Tesla must pay a Black former Tesla worker about $3.2 million, most of it in punitive damages, after a judge in the racism-based case threw out an earlier jury award of $137 million.
On Monday, a jury awarded Owen Diaz $3 million in punitive damages, plus $175,000 in non-economic damages, according to the verdict form released by the court.
Diaz alleged in a 2017 lawsuit against Tesla that as a contracted elevator operator at the firm’s electric car factory in Fremont in 2015 and 2016, he endured “daily racist epithets,” including the n-word, and that colleagues drew swastikas and left racist graffiti and drawings around the plant.

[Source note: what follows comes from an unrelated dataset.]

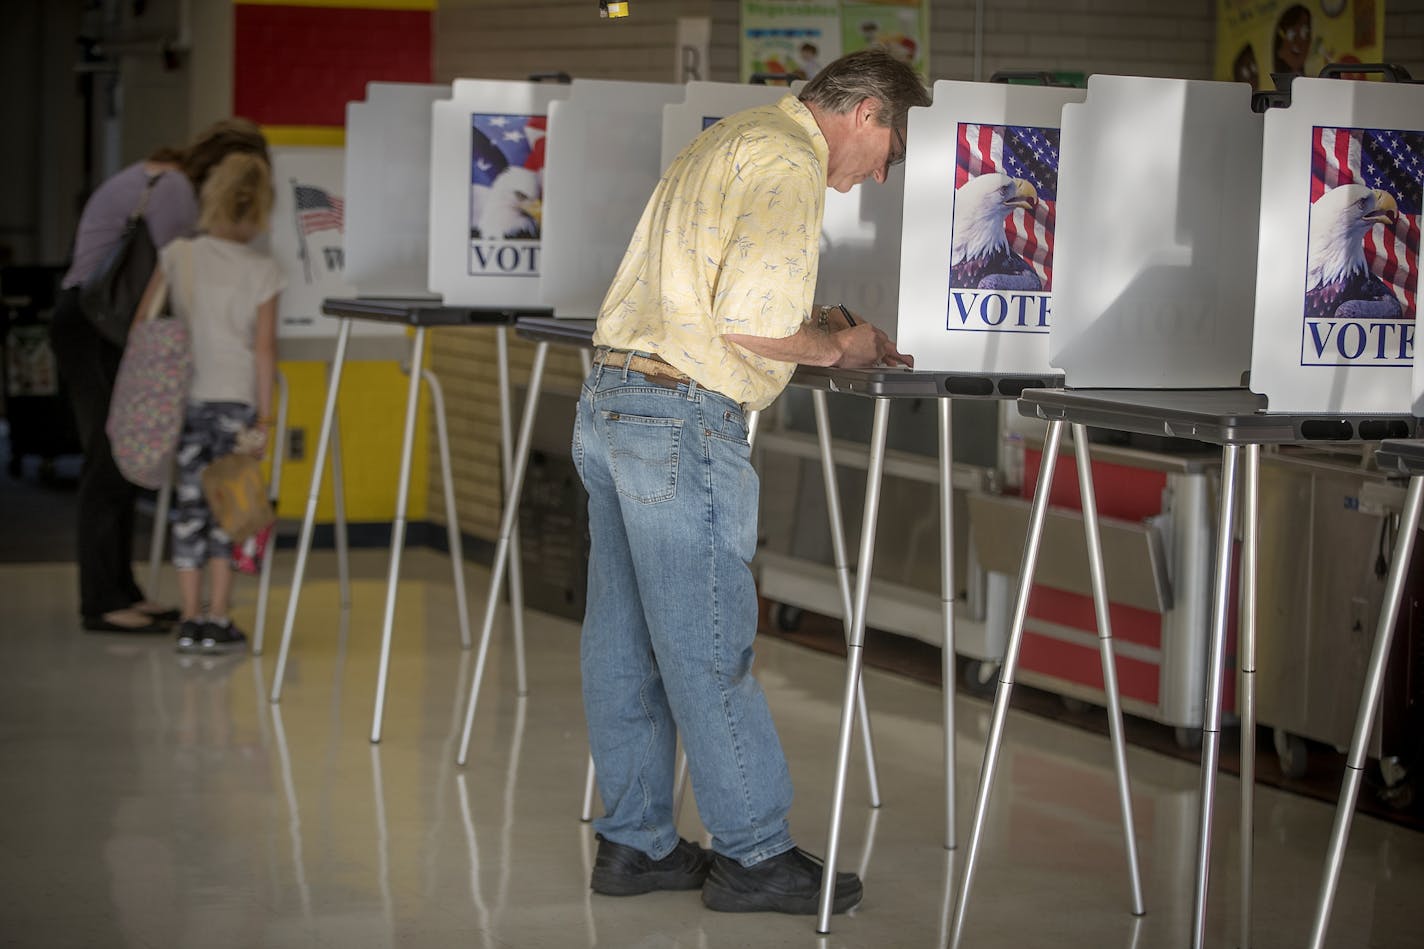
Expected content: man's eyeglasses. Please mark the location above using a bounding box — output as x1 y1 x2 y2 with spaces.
884 126 907 175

In October 2021, a San Francisco federal court jury awarded Diaz nearly $137 million — believed to be one of the largest awards in U.S. history for a single plaintiff in a race-discrimination case. But in April last year, Judge William Orrick in U.S. District Court in San Francisco slashed the amount to $15 million. He gave Diaz the option of a retrial if he did not accept the reduced amount. Orrick said there was ample “disturbing” evidence for the jury’s finding against Tesla, but that he was bound by legal principles to cut the jury’s massive award. Diaz last June rejected the lower amount and the new trial started March 27.

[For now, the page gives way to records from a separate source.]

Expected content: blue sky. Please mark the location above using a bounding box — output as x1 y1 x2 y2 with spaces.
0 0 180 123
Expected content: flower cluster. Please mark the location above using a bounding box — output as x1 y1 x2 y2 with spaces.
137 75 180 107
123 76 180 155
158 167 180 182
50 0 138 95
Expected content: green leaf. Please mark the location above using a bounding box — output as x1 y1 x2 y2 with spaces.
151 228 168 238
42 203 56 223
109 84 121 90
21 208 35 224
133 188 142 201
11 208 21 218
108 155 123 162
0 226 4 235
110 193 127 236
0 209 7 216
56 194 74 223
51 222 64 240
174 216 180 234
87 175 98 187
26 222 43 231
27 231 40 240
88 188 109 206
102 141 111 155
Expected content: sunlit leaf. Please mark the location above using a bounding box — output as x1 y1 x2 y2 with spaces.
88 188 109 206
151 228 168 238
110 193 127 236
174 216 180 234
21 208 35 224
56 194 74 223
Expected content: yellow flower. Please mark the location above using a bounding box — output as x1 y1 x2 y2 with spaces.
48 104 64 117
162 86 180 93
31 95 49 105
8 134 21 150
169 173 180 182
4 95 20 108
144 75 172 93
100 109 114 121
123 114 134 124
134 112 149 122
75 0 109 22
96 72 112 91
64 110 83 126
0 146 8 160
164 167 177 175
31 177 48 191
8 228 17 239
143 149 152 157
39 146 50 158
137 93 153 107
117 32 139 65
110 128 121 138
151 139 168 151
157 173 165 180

Tesla did not immediately respond to a request for comment on Monday’s verdict and allegations of racism in its facilities.
A lawyer for the company, Alex Spiro, told the jury in Diaz’s trial last week that the case was not about whether “we think everything that happened at the Fremont factory of Tesla was defensible or right. It was not. There’s no excuse.” Spiro added that the case was also not about “harassment generally or the problems of this country or the history of the world and what we all ought to spend more time doing to make it better.”

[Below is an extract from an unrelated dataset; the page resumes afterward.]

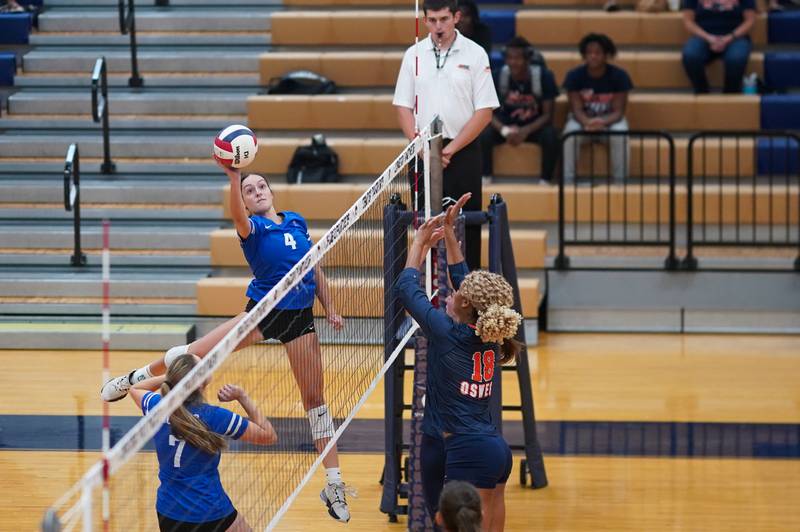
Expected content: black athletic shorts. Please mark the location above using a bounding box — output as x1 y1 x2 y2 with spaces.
245 299 315 344
157 509 237 532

Diaz’s lawsuit is one of several to allege widespread racism at Tesla’s facilities. Early last year, California’s civil rights regulator, the Department of Fair Employment and Housing, sued Tesla, alleging Black workers at the company’s Fremont facility were paid less than White workers, denied advancements, and faced daily racist abuse, including a noose drawn in a bathroom next to a reference to lynching and a racial slur. Tesla has called the lawsuit, in Alameda County Superior Court, “misguided” and “unfair.”
Tesla, headquartered in Palo Alto until moving its base to Texas in late 2021, revealed in a court filing last year that it is under investigation by the U.S. Equal Employment Opportunity Commission.
Last April, a female Tesla worker at the Fremont factory, Raina Pierce, sued the firm led by CEO Elon Musk in Alameda County Superior Court, claiming a plant manager would greet employees with statements including, “welcome to the plantation,” and “welcome to the slave house,” and that the n-word was scrawled all over the inside of the facility.
Also last year, Kaylen Barker, a Black worker at a Tesla parts factory in Lathrop, claimed in a lawsuit in Alameda County Superior Court that a white co-worker called her the n-word and assaulted her. According to the suit, Tesla fired her assailant but then rehired her about two weeks later.
The following month, a Black former quality manager for Tesla alleged in a lawsuit filed in the same court that white co-workers who knew he had been traumatized by serious blast injuries he received as a military contractor in Afghanistan tormented him with ringtones set to sound like incoming-rocket warnings, among other race-based abuses. Marcellous Cage claimed Tesla fired him for racist reasons and because he reported life-threatening safety violations in the plant.
In late 2021, Jessica Barraza, a Fremont factory worker, claimed in a lawsuit in that court that she and other female workers at the facility were subjected to “a pervasive culture of sexual harassment,” which included “a daily barrage of sexist language and behavior” along with “frequent groping on the factory floor.”
In 2017, Marcus Vaughn, a former assembly worker in Fremont, alleged in a lawsuit filed in Alameda County Superior Court that the plant was a “hotbed for racist behavior.” Tesla said in a blog post its investigation identified “disappointing behavior” involving “a number of conflicting accusations and counter-accusations between several African-American and Hispanic individuals, alleging use of racial language” and that it fired three people.
Musk, in a 2017 email to employees that was revealed in Vaughn’s lawsuit, told workers not to be “a huge jerk” to people from “less represented” groups. Musk added that if a “jerk” sincerely apologizes, “it is important to be thick-skinned and accept that apology.”